Il était pourtant certain de n'avoir évoqué que des choses connues de tous au Col Frontalier ; il ne s'attendait pas à ce que cette jeune femme en perce si facilement l'essentiel.

Non seulement elle avait arraché le vernis princier, mais elle avait aussi deviné ses propres conjectures.

Il avait en effet soupçonné que son intrusion ici était son fait à elle.

« Il ne reste pas une seule boutique de vêtements dans cette rue, et vous êtes la seule à y faire commerce — et justement de ce dont nous avons besoin… »

Il toussota, gêné, puis demanda : « Vous dites être une personne venue de plus de mille ans dans le futur, et que si l'on franchit cette porte, on arrive dans votre atelier. Nous sommes en plein été, et pourtant votre atelier regorge de ces vestes ouatinées de tout à l'heure ? »

Chen Jinyue hocha la tête. « C'est exact. »

« Mais pourquoi fabriquer une telle quantité de vestes ouatinées en plein été ? »

« …… »

Chen Jinyue sentit son cœur se serrer.

Pourquoi, en effet ?

Parce que Chen Jianguo était au bout du rouleau et espérait renverser la situation avec cette commande, boucher les trous précédents.

Sauf qu'il ne s'attendait pas à tomber dans un trou encore plus grand…

Elle pesa ses mots. « Notre pays a une population nombreuse et la demande est forte. Certains recherchent la chaleur, d'autres la mode, c'est-à-dire des modèles inédits. Alors, avant l'arrivée de l'hiver, les commerçants passent à l'avance des commandes de gros volumes de nouveaux modèles, pour être prêts. »

Jiang Qi'an insista d'instinct : « Ce lot-ci a donc lui aussi été commandé par quelqu'un d'autre ? »

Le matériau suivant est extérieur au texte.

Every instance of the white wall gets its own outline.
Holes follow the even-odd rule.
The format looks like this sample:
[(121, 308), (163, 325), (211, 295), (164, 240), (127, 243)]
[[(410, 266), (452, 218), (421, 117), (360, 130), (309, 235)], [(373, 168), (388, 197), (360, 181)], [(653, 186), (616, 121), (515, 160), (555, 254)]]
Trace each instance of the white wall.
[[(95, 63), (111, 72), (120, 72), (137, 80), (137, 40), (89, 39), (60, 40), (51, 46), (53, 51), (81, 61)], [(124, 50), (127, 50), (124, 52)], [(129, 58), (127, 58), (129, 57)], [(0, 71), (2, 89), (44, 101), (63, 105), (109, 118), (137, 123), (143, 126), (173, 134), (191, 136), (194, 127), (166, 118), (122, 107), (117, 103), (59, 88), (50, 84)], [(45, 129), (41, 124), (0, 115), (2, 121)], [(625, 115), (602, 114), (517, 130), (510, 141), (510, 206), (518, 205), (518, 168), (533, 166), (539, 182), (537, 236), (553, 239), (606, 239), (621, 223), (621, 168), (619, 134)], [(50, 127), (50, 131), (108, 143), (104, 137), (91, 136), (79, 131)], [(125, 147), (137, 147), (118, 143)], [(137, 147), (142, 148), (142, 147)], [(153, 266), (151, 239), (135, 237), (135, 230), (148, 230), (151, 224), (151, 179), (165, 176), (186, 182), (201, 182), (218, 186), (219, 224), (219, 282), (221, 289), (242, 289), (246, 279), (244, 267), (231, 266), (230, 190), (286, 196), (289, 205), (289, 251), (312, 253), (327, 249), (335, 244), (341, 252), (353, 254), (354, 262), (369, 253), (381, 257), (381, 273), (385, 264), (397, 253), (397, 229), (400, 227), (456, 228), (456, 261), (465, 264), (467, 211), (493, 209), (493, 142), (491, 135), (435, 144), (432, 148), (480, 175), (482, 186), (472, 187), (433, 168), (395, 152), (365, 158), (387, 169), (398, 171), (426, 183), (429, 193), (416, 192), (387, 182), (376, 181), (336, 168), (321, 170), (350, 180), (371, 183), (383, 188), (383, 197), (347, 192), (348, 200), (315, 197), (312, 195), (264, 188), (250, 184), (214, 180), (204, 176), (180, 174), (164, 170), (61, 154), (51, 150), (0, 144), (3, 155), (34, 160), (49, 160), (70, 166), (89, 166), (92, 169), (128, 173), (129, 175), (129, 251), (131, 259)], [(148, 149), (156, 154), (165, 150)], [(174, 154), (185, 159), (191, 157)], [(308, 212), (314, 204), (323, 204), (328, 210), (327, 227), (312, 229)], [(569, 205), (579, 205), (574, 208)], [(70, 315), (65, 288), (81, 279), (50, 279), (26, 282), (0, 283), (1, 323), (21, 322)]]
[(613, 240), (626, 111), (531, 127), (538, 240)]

« À l'origine, oui. » Voyant sa déception non dissimulée, Chen Jinyue ajouta : « Mais un vêtement sert avant tout à tenir chaud ; alors si vous les voulez, je vous les vendrai en priorité. »

Jiang Qi'an plissa légèrement les yeux. « Est-ce bien vrai ? »

« Il reste plusieurs mois avant l'hiver ; je n'aurai qu'à en fabriquer d'autres pour les autres clients. » Elle faisait de son mieux pour tenir son rôle de commerçante digne de confiance.

« Dans ce cas, le prix… »

« La monnaie que j'utilise ici n'est pas compatible avec celle de votre pays, il est donc difficile de fixer un prix. Payez ce que vous jugerez juste. »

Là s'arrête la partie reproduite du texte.